Seminar ini mempertemukan pemangku kebijakan, akademisi, dan pelaku industri untuk membahas arah pengembangan serta merumuskan peta jalan (roadmap) industri sawit berkelanjutan.

Ketua Umum GAPKI, Ir. Eddy Martono R, MM, yang juga alumnus UPNVY, menekankan peran industri kelapa sawit sebagai salah satu pilar ekonomi nasional sekaligus penopang kebutuhan pangan dan energi dunia. Dalam kesempatan itu, ia juga menyampaikan dorongan kepada mahasiswa agar tetap optimistis terhadap prospek sektor sawit.

“Sawit Indonesia adalah penopang ekonomi nasional dan menyediakan pangan serta energi untuk dunia. Sawit Indonesia sangat dibutuhkan dunia, oleh karena itu tidak usah khawatir, masa depan industri sawit masih sangat bagus,” ujar Eddy.

Dekan Fakultas Pertanian UPNVY, Dr. Ir. Budi Widayanto, M.Si, menyatakan komitmen kampus untuk berkontribusi pada ketahanan pangan dan energi nasional. Ia menilai sawit sebagai komoditas strategis, mengingat Indonesia merupakan produsen terbesar di dunia.

“UPN “Veteran” Yogyakarta berkomitmen untuk mendukung ketahanan pangan dan energi. Sawit merupakan produk yang sangat strategis karena kita adalah produsen nomor satu di dunia. Ini harus menjadi unggulan dan komoditas strategis nasional, kita harus berjuang untuk itu,” kata Budi.

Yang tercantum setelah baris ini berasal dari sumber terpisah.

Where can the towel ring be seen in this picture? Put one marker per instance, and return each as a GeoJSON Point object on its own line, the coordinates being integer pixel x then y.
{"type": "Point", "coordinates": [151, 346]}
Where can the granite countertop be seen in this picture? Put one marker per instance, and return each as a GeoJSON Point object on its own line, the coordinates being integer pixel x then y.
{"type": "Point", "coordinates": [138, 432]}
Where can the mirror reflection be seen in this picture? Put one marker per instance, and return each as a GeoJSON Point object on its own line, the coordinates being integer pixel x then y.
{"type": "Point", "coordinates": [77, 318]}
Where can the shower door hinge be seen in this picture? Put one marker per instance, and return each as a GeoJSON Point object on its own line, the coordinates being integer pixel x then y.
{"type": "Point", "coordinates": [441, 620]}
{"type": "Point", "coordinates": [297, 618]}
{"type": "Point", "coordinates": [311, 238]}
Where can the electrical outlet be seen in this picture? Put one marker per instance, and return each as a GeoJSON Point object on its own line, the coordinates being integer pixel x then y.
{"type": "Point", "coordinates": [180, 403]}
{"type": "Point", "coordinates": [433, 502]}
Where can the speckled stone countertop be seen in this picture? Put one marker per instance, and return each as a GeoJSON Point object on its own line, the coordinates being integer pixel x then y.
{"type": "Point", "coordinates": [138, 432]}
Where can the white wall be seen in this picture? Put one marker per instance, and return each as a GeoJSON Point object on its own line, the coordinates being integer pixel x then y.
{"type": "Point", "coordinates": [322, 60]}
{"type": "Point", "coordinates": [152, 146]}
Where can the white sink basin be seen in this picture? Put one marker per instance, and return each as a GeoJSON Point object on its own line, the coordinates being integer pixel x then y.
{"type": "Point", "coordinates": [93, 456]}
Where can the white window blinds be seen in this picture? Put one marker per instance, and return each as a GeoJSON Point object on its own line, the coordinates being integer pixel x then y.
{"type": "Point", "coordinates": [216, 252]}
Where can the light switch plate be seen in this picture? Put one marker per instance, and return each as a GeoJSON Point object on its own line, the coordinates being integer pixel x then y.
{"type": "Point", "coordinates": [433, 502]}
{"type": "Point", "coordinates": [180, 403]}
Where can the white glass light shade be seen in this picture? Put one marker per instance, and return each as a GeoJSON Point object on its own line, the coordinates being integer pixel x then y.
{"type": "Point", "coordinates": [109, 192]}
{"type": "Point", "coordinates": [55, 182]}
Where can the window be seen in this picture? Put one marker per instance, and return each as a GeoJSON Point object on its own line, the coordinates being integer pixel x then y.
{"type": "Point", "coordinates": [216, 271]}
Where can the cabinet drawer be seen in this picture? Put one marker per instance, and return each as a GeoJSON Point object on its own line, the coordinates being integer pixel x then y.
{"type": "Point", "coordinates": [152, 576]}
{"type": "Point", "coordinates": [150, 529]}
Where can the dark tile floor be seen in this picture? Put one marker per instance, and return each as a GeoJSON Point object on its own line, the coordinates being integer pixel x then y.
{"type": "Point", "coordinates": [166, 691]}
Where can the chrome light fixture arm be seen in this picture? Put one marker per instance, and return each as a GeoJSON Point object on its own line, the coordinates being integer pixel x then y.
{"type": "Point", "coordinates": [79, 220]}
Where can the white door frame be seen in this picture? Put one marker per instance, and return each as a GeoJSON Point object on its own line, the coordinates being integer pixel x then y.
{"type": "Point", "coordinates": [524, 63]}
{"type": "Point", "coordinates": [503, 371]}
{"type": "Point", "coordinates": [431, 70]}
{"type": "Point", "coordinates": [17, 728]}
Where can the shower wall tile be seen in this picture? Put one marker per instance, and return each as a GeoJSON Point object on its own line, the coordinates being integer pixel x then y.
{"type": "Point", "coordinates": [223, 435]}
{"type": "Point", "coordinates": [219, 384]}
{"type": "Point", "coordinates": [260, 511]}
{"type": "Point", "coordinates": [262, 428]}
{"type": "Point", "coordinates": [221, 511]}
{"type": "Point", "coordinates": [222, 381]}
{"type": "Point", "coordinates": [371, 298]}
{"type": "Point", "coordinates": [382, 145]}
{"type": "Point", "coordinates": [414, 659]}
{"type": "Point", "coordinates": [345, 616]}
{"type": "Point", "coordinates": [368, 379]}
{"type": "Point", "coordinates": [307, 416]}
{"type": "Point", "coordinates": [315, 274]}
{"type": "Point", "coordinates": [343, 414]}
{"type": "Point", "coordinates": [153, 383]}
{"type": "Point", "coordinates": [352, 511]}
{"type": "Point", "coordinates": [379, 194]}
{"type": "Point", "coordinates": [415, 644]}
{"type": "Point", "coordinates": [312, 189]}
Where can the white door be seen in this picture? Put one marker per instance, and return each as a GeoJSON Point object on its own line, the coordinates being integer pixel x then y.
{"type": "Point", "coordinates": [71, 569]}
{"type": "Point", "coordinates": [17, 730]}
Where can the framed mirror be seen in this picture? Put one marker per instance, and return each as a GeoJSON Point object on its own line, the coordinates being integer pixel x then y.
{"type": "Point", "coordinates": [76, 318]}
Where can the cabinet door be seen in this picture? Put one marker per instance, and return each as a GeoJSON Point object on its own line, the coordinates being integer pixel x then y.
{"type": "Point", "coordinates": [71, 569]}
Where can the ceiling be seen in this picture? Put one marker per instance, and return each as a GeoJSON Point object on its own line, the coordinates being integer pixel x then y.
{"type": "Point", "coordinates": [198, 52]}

Ketua penyelenggara yang juga dosen Ilmu Tanah UPNVY, Muhamad Kundarto, SP, MP, menjelaskan seminar tidak berhenti pada diskusi, tetapi ditindaklanjuti dengan penandatanganan Nota Kesepahaman (MoU) antara Fakultas Pertanian dan Jurusan Ilmu Tanah UPNVY dengan GAPKI.

Selain itu, forum ini mendorong hilirisasi hasil penelitian agar lebih luas diimplementasikan melalui penyusunan rekomendasi kebijakan (policy brief) yang direncanakan disampaikan kepada Presiden Prabowo.

“Kegiatan ini bertujuan menghimpun masukan para pakar untuk merumuskan gagasan agar sawit menjadi komoditas strategis nasional. Kami berkomitmen menyusun policy brief sebgai bahan pertimbangan strategis bagi pimpinan negara,” ujar Muhamad.

Seminar menghadirkan sejumlah narasumber, antara lain Prof. Dr. Ir. Budi Mulyanto, MSc. yang membahas aspek lahan, Prof. Dr. Ir. Bustanul Arifin, M.Sc. terkait aspek ekonomi, Prof. Dr. Ir. Yanto Santosa, M.Sc. mengenai aspek lingkungan, serta Prof. Dr. Ir. Zulkarnain, MS yang mengulas sawit sebagai komoditas strategis.